In tutto questo caos di parole, eventi, pensieri frammentari, liste che il protagonista scrive per tenere traccia e memoria di ciò che accade, spicca la voce narrante, questo tu che sembra inizialmente rivolgersi al lettore (di solito è così quando abbiamo un narratore che da del tu) e invece si rivolge al protagonista. Una voce che diventa sempre più forte e protagonista essa stessa della narrazione
Guarda dalla finestra.
La tua voce interiore ti ordina di contionuo di guardare dalla finestra.
Di chi è questa voce?
È apparta la prima volta poco dopo lo Sfortunato evento. NOn è una voce che tu senti per davvero, è più una vibrazione che percepisci nella testa. E ogni volta la vivi in modo diverso: come un’indicazione, come un ordine. Come una richiesta. Come un consiglio.
Non puoi mai ribellarti alla voce.
Anche stavolta, no.
Cap. 32
Eccola qui la voce che si autodichiara e spiega chi è e da dove viene…

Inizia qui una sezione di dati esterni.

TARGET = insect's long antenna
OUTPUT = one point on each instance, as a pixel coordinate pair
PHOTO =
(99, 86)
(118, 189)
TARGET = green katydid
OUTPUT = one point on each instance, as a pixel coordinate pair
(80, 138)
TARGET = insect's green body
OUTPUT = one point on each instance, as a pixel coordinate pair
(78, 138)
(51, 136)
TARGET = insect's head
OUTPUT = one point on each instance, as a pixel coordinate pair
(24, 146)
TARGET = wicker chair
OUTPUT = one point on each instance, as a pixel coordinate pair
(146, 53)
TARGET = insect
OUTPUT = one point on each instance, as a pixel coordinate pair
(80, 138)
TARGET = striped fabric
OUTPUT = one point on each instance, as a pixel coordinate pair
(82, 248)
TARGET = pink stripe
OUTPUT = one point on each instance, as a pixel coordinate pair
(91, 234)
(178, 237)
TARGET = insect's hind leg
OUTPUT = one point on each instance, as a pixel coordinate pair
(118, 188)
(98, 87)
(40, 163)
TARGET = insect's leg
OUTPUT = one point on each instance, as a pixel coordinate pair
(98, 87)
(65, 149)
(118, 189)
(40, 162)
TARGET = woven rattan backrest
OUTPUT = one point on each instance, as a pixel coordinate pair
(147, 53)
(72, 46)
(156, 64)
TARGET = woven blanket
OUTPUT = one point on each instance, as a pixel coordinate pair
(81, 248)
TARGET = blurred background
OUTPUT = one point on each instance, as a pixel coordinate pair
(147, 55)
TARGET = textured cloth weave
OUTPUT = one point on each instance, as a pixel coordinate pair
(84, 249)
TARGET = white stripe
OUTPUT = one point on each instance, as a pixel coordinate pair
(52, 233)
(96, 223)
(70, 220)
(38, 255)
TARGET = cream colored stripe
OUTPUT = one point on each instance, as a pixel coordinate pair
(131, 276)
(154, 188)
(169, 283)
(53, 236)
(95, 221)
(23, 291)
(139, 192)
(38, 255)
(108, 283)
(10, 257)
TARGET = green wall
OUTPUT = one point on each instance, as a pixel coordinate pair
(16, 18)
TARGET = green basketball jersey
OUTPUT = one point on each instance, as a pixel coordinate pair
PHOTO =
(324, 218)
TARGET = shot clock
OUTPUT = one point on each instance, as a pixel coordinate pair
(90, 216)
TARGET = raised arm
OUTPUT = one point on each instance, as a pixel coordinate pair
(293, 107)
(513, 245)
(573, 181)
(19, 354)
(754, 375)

E oltre la voce c’è la finestra, quella benedetta finestra che apre spessissimo il capitolo e che richiama in continuazione il protagonista. Guarda dalla finestra anche quando la finestra non c’è… e che cosa è dunque questa finestra da cui la voce incita a guardare?
Non ve lo dirà mai, ci mancherebbe, però tutto si scioglie nelle pagine finali quando quando i fili dell’intreccio narrativo tra anima del protagonista e terrorismo di stampo islamico vendono a galla e ci lasciano a bocca aperta.
Va bene, lo ammetto, faccio moltissima fatica a provare a dire che cosa è Guarda dalla finestra, non credo di aver trovato parole e strade argomentative sensate e utili a farvelo anche solo immaginare, vi chiedo scusa, e tuttavia forse anche in questo sta un elemento di forza di questo romanzo che non si lascia catturare nemmeno nella sintesi descrittiva di ciò che accade. Che ci spinge ad una lettura continuativa che amalgama la frammentarierà di espressione della voce per cercare di capire dove cavolo va a parare la storia. Che cavolo di storia sta raccontando?
Non ci resta che affidarci alla voce, e al personaggio principale e lasciarci andare alla lettura, e se avrete modo di leggere il libro, come spero, vi prego di tornare a dirmi cosa ne avrete pensato.
Io qui vi lascio con un’ultima postilla: tenete d’occhio i genitori del protagonista, la relazione tra loro e il ragazzino perché è davvero interessante, e spiazzante, incontrare questi adulti così lontani dall’entrare in empatia o anche solo in contatto verbale con li proprio figlio, lascia davvero di stucco, a tratti.